Marvel CEO Perlmutter is the 1% as we say down at Liberty Square. The writers, editors, artists, colorists, admin workers, janitors and distro staff who make Marvel run and create value for the company are part of the 99%. Time for us to stand up for Yancy street against Wall Street.
Item! Nat Gertler has come up with a unique compromise for those who may not support Marvel's position on the Jack Kirby lawsuit but don't want to participate in a boycott or just can't bring themselves to stop buying Marvel comics featuring characters tht Jack Kirby created or co-created. Gertler suggests that every time you spend money on a Kirby-related Marvel movie, send a dollar to the Jack Kirby Museum. Gertler has set up a simple website, abuckforjack.com to help direct donations and explain his position. It's worth checking out. The Kirby Museum is a very good cause and they can use all of the donations you care to send them. And it would be nice if Gertler expanded his project to include all other Kirby-derived Marvel product (ie, buy a Thor Halloween costume? Why not send some money to the Kirby Museum?). However, it is no more than a band-aid solution that, at best, indirectly helps out the pro-Kirby lawsuit forces by supporting the Museum's educational mission. It's a nice way for those who feel guilty about supporting Marvel/Disney through movie and dvd sales to soothe their consciences, but little more. Remember, the money from those films in part goes towards fighting the Kirby heirs in court. Really, should you support both sides?

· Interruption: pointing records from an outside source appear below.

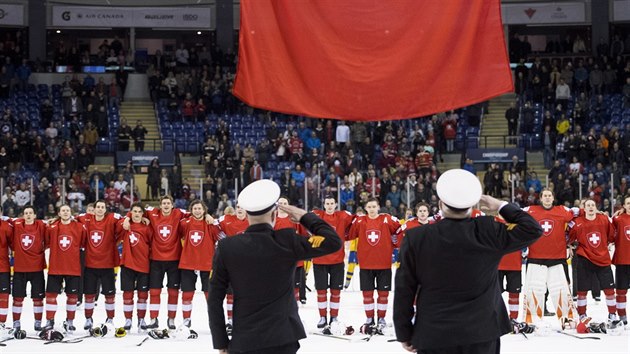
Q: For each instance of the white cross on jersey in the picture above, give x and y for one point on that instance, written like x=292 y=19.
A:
x=165 y=232
x=196 y=237
x=96 y=237
x=26 y=241
x=64 y=242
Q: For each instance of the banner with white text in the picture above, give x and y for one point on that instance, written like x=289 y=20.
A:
x=535 y=13
x=11 y=15
x=152 y=17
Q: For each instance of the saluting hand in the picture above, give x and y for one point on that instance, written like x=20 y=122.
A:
x=491 y=203
x=295 y=213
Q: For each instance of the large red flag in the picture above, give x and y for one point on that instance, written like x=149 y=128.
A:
x=370 y=59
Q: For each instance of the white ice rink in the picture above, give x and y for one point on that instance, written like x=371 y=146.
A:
x=351 y=313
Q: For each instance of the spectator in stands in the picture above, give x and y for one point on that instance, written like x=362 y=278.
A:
x=256 y=171
x=533 y=182
x=563 y=93
x=342 y=135
x=610 y=79
x=549 y=145
x=182 y=56
x=449 y=126
x=23 y=73
x=138 y=134
x=394 y=196
x=596 y=79
x=124 y=135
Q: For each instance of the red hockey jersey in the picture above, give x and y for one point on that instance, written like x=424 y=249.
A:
x=341 y=222
x=593 y=237
x=231 y=225
x=166 y=245
x=286 y=223
x=622 y=239
x=375 y=245
x=137 y=243
x=28 y=247
x=65 y=243
x=6 y=233
x=553 y=243
x=199 y=241
x=100 y=248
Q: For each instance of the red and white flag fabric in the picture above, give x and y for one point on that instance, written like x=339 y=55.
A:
x=370 y=59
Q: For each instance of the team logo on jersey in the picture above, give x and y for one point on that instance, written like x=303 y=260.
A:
x=594 y=238
x=133 y=239
x=165 y=231
x=65 y=242
x=27 y=241
x=373 y=236
x=547 y=226
x=195 y=237
x=96 y=237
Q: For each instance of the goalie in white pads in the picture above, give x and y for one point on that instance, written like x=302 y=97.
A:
x=545 y=260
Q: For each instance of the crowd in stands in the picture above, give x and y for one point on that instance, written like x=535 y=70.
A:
x=577 y=110
x=52 y=134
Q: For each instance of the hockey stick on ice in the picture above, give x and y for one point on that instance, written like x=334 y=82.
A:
x=578 y=337
x=144 y=340
x=346 y=338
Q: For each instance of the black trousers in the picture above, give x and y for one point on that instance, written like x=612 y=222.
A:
x=290 y=348
x=491 y=347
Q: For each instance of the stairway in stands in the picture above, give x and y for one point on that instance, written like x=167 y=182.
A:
x=143 y=111
x=192 y=171
x=494 y=125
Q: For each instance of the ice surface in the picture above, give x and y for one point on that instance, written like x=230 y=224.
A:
x=351 y=313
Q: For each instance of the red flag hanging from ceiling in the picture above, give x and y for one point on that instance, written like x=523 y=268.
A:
x=370 y=59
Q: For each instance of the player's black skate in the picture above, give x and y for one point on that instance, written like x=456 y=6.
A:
x=322 y=322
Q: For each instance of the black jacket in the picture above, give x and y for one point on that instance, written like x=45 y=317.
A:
x=451 y=268
x=259 y=265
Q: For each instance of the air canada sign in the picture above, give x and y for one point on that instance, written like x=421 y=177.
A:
x=154 y=17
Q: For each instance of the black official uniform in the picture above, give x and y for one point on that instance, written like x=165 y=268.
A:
x=450 y=267
x=259 y=265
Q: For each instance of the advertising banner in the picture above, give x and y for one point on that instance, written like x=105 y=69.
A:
x=11 y=15
x=153 y=17
x=537 y=13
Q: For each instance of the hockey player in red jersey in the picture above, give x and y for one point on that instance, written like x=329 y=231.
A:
x=231 y=225
x=27 y=244
x=374 y=251
x=621 y=258
x=101 y=257
x=283 y=222
x=593 y=232
x=134 y=270
x=6 y=233
x=545 y=268
x=329 y=270
x=198 y=239
x=166 y=249
x=64 y=239
x=234 y=224
x=510 y=269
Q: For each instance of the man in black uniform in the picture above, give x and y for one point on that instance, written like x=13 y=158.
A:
x=259 y=265
x=450 y=269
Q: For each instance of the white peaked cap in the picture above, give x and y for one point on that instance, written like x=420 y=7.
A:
x=258 y=197
x=459 y=189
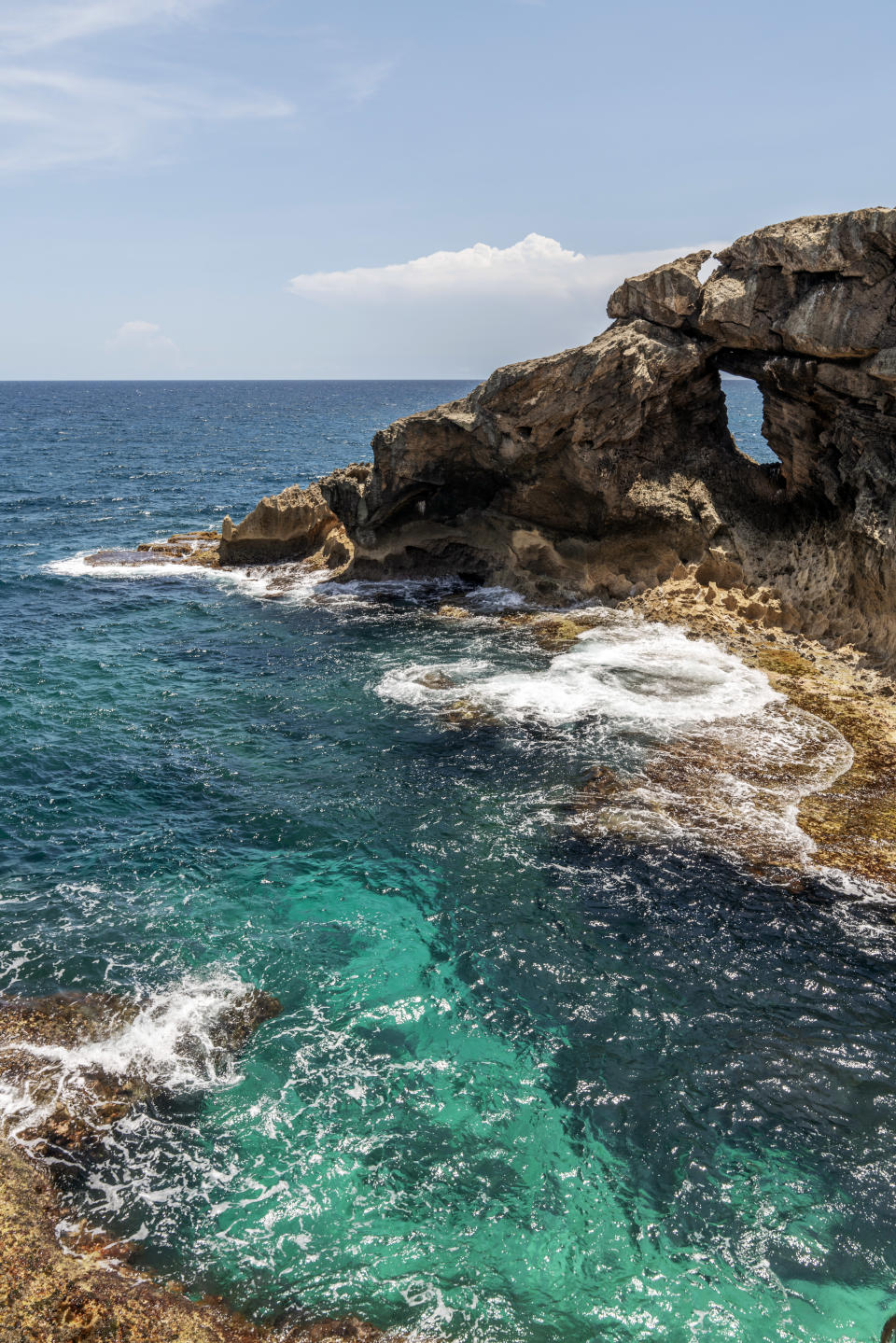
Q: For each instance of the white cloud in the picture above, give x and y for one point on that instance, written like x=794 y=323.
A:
x=459 y=314
x=536 y=268
x=140 y=337
x=28 y=27
x=51 y=117
x=357 y=81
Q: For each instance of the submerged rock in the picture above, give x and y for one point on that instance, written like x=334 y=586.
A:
x=69 y=1094
x=82 y=1290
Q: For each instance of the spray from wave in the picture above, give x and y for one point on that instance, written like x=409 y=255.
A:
x=175 y=1040
x=679 y=737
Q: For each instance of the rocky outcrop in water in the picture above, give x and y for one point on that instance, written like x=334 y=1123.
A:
x=62 y=1282
x=605 y=470
x=76 y=1070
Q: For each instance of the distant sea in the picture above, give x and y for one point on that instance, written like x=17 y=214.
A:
x=525 y=1085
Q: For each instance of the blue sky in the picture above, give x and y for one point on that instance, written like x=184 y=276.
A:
x=235 y=189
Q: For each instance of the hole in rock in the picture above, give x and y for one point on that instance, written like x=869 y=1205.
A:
x=745 y=416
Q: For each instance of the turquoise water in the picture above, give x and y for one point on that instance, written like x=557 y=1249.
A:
x=523 y=1085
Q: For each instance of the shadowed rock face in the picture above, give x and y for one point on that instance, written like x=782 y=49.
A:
x=605 y=470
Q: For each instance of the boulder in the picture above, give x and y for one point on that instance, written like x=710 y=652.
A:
x=292 y=525
x=668 y=296
x=603 y=470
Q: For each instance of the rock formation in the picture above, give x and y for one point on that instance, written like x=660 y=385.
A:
x=605 y=470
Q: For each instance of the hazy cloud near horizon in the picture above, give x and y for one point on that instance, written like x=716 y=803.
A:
x=469 y=311
x=450 y=189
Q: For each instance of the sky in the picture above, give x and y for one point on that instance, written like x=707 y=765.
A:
x=400 y=189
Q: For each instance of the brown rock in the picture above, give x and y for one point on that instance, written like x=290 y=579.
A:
x=668 y=296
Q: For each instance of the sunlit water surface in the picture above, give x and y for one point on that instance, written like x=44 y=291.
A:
x=523 y=1086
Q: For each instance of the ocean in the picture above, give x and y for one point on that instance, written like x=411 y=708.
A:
x=525 y=1085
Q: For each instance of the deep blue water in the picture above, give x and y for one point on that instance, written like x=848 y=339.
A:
x=525 y=1085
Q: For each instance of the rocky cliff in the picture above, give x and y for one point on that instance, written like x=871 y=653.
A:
x=606 y=470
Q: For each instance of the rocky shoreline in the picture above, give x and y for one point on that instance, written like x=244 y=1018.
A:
x=606 y=477
x=61 y=1284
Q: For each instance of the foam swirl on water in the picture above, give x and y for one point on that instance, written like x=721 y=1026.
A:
x=171 y=1043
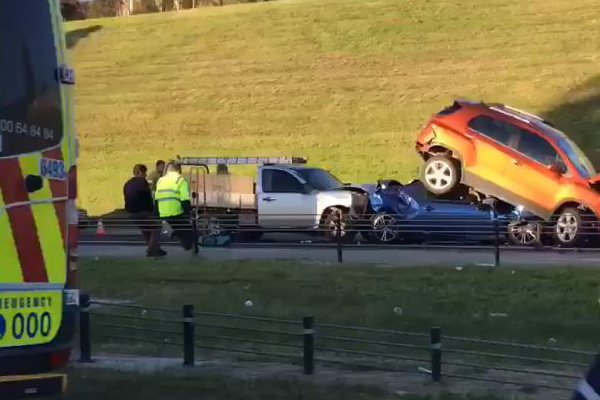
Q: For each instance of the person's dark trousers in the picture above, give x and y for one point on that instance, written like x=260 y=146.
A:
x=589 y=387
x=182 y=228
x=150 y=226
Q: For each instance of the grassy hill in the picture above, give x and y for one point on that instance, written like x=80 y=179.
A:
x=347 y=83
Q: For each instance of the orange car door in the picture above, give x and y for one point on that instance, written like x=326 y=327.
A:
x=488 y=173
x=537 y=186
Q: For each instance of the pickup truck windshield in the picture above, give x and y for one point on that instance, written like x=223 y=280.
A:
x=30 y=102
x=319 y=178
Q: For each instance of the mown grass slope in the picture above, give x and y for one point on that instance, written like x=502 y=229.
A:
x=346 y=82
x=535 y=306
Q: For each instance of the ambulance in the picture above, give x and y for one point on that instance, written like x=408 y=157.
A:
x=38 y=212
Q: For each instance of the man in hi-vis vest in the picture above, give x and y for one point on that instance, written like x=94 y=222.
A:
x=173 y=199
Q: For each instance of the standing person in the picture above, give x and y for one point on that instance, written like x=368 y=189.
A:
x=156 y=175
x=173 y=198
x=140 y=206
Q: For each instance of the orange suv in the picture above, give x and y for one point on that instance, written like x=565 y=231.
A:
x=516 y=157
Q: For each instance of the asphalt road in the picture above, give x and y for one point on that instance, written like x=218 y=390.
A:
x=401 y=257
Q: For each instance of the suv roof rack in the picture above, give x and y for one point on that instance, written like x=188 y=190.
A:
x=468 y=101
x=241 y=160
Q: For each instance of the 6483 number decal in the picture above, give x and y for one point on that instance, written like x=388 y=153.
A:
x=52 y=169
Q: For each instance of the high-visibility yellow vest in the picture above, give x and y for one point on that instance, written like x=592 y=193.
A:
x=171 y=190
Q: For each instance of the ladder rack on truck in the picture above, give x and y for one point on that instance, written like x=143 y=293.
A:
x=199 y=161
x=224 y=191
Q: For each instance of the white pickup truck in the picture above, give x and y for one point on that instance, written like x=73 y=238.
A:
x=286 y=194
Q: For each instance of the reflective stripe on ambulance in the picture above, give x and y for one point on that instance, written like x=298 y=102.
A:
x=33 y=230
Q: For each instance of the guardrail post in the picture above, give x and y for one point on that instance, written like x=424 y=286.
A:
x=308 y=334
x=496 y=238
x=338 y=229
x=188 y=335
x=85 y=343
x=195 y=236
x=436 y=353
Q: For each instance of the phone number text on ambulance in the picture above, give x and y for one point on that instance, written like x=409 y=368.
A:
x=25 y=129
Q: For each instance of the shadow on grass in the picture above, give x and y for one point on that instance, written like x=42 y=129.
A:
x=578 y=115
x=75 y=35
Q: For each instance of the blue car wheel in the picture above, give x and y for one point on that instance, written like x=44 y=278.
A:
x=385 y=229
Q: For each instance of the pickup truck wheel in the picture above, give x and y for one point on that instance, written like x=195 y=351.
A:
x=440 y=174
x=329 y=225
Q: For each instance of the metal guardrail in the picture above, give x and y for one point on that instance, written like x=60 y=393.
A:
x=312 y=343
x=340 y=231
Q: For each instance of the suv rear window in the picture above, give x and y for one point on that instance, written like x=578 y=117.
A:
x=538 y=148
x=30 y=100
x=491 y=127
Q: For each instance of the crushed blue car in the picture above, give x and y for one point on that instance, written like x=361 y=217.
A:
x=409 y=213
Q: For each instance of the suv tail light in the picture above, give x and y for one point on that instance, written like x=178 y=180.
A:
x=450 y=109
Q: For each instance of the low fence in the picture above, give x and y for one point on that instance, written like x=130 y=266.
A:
x=309 y=343
x=339 y=232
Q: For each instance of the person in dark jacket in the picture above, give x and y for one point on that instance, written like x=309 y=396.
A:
x=139 y=203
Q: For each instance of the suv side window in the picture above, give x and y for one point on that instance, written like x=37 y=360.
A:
x=538 y=148
x=30 y=101
x=276 y=181
x=491 y=127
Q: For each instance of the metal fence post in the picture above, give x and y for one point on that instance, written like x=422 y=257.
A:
x=188 y=335
x=496 y=239
x=308 y=334
x=85 y=343
x=195 y=237
x=338 y=229
x=436 y=353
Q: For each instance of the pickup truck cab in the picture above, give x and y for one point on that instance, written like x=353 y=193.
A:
x=298 y=196
x=285 y=195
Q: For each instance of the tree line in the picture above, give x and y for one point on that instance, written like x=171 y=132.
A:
x=78 y=9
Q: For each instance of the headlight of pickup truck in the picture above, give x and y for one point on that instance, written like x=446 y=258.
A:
x=376 y=201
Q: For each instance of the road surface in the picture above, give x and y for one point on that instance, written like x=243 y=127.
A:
x=401 y=257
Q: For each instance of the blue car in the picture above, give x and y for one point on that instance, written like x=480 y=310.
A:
x=409 y=213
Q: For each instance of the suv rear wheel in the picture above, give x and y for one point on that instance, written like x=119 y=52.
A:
x=568 y=229
x=440 y=174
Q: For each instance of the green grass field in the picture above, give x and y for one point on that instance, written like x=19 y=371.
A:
x=347 y=83
x=538 y=306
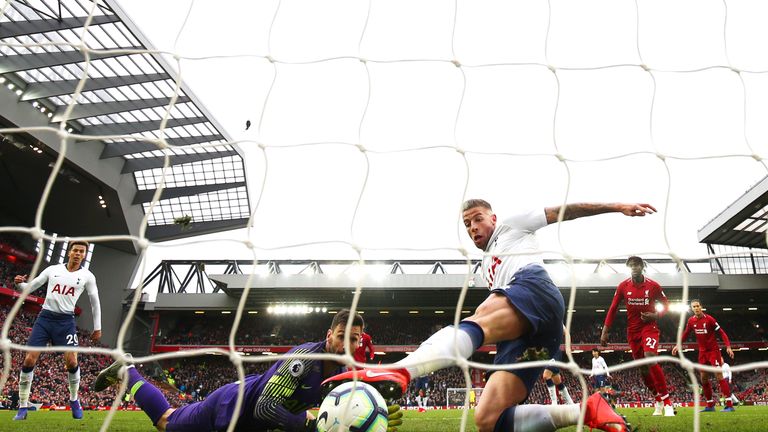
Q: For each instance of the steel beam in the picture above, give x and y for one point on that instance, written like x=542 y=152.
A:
x=16 y=63
x=58 y=88
x=133 y=165
x=138 y=127
x=144 y=196
x=96 y=109
x=25 y=28
x=117 y=149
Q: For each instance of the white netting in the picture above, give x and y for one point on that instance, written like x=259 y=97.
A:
x=513 y=58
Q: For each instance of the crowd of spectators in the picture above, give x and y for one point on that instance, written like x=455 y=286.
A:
x=190 y=379
x=50 y=385
x=389 y=330
x=9 y=268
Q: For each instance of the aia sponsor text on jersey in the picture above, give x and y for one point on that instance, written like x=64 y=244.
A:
x=63 y=290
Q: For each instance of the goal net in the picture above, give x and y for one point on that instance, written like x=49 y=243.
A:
x=371 y=122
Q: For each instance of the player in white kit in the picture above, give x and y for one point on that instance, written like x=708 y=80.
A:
x=56 y=322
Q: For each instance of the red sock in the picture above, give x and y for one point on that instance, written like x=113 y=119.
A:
x=707 y=385
x=725 y=390
x=661 y=383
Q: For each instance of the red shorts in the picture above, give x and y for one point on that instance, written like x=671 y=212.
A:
x=712 y=358
x=644 y=340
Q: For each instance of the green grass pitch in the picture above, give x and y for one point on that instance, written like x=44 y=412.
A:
x=745 y=419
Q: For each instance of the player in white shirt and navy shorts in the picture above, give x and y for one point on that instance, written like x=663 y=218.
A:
x=523 y=316
x=56 y=322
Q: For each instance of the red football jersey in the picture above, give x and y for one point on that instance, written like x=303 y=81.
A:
x=639 y=298
x=705 y=329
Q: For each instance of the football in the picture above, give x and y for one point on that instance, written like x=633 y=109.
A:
x=353 y=406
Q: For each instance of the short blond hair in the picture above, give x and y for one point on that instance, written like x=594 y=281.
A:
x=476 y=202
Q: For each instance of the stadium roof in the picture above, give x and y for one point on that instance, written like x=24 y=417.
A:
x=743 y=223
x=116 y=118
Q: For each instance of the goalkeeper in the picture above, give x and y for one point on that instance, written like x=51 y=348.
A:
x=278 y=399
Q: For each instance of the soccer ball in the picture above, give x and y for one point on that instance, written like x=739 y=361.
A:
x=353 y=406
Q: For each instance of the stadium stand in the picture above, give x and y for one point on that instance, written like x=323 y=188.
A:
x=190 y=379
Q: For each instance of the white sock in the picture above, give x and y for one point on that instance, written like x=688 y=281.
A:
x=552 y=395
x=25 y=385
x=545 y=418
x=74 y=384
x=566 y=396
x=433 y=354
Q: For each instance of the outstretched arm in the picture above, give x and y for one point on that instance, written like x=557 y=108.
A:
x=577 y=210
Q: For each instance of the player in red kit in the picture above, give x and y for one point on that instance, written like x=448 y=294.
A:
x=640 y=295
x=366 y=344
x=705 y=327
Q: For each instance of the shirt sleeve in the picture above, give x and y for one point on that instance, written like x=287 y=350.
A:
x=38 y=281
x=93 y=296
x=614 y=305
x=687 y=331
x=528 y=221
x=723 y=336
x=660 y=296
x=281 y=385
x=369 y=344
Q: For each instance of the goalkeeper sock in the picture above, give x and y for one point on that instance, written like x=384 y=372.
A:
x=25 y=385
x=441 y=348
x=148 y=397
x=73 y=376
x=537 y=418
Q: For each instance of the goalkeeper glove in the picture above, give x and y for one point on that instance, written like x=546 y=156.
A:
x=394 y=417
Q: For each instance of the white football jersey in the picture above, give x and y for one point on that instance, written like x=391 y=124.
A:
x=65 y=287
x=599 y=367
x=512 y=235
x=727 y=372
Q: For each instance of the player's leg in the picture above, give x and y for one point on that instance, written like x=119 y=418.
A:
x=73 y=380
x=561 y=388
x=40 y=336
x=725 y=391
x=657 y=376
x=636 y=345
x=499 y=410
x=495 y=314
x=148 y=397
x=26 y=375
x=706 y=386
x=531 y=301
x=64 y=333
x=494 y=320
x=507 y=314
x=650 y=342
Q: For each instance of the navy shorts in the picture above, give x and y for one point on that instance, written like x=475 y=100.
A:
x=534 y=294
x=600 y=381
x=57 y=328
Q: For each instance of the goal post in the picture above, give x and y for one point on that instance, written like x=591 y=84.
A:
x=456 y=396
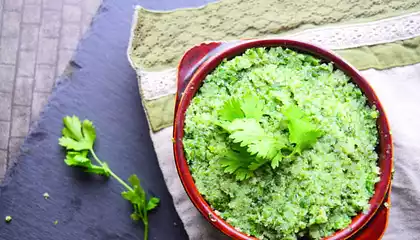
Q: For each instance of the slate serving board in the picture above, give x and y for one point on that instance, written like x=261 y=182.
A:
x=102 y=87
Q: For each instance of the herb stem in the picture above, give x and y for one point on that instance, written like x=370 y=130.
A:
x=110 y=171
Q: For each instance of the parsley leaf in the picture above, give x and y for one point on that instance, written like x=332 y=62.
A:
x=301 y=131
x=78 y=139
x=76 y=135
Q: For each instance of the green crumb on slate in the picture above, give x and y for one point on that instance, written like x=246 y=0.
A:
x=46 y=195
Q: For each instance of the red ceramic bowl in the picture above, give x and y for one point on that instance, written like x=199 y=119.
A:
x=193 y=69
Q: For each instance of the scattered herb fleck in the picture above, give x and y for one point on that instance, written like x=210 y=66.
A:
x=46 y=195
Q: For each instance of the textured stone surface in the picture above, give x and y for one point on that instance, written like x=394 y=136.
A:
x=37 y=40
x=27 y=60
x=7 y=78
x=3 y=163
x=23 y=91
x=5 y=106
x=38 y=102
x=4 y=134
x=21 y=117
x=44 y=78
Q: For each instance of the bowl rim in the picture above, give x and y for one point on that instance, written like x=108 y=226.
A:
x=385 y=156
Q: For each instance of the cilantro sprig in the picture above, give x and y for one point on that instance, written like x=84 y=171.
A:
x=241 y=119
x=78 y=139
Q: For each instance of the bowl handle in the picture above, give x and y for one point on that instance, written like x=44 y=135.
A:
x=375 y=228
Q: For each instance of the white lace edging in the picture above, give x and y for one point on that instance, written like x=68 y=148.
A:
x=363 y=34
x=159 y=84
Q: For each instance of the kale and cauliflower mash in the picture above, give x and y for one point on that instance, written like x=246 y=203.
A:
x=282 y=145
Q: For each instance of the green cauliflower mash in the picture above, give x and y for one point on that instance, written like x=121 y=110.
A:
x=282 y=145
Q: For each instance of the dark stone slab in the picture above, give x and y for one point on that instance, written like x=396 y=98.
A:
x=103 y=88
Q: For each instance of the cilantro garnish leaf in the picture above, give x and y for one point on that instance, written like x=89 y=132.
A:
x=231 y=110
x=302 y=131
x=78 y=139
x=77 y=135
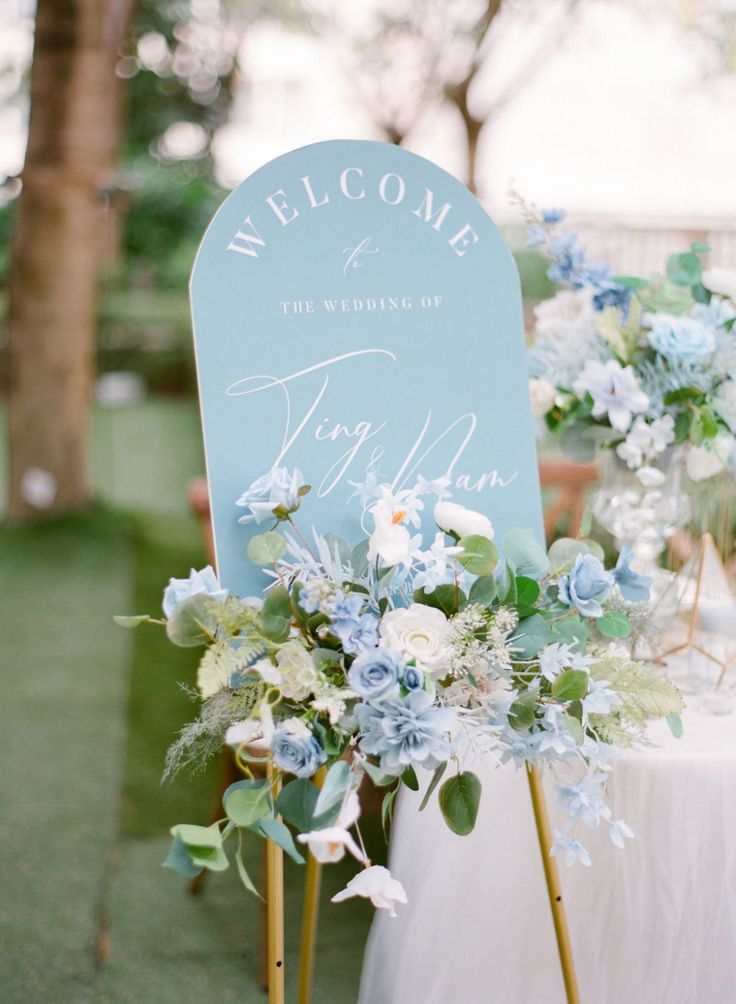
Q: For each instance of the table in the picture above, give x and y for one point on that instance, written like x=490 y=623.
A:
x=654 y=924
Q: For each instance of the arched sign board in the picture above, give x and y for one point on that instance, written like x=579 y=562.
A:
x=356 y=310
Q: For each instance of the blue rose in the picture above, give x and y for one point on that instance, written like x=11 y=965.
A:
x=634 y=586
x=295 y=750
x=681 y=338
x=408 y=731
x=587 y=583
x=199 y=583
x=375 y=675
x=413 y=679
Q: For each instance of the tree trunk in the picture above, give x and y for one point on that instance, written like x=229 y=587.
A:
x=57 y=248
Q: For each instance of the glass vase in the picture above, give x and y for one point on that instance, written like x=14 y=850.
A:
x=643 y=515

Item! Speaking of lack of support, Marvel recently cancelled Alpha Flight, the comic about Canadian superheroes. Is it because, as The Beguiling's Chris Butcher suggests, Marvel has something against specific Canadians?
Item! The newest blogger to join the boycott is Matt Springer. You can read Springer's blog here.
Item! Elsewhere in Kirby-land, the scholar Charles Hatfield has announced the upcoming release of his academic study of Jack Kirby, Hand of Fire, which promises to be a fascinating look at why Jack continues to matter today.
Charles Hatfield’s Hand of Fire: The Comics Art of Jack Kirby is a book about what Kirby did and why it matters. In particular, it focuses on Kirby’s artistic peak in the 1960s and ’70s. A critical exploration of cartooning, of superheroes, science fiction, and the technological sublime, Hand of Fire is the first academic monograph in English about Kirby’s work. In essence, it’s a book about why Kirby blew off the top of so many readers’ heads, and why he still does.
Hand of Fire is part of the University Press of Mississippi’s “Great Comics Artists” series. Look for it in January 2012.
Happy Halloween and don't forget to Boycott Marvel!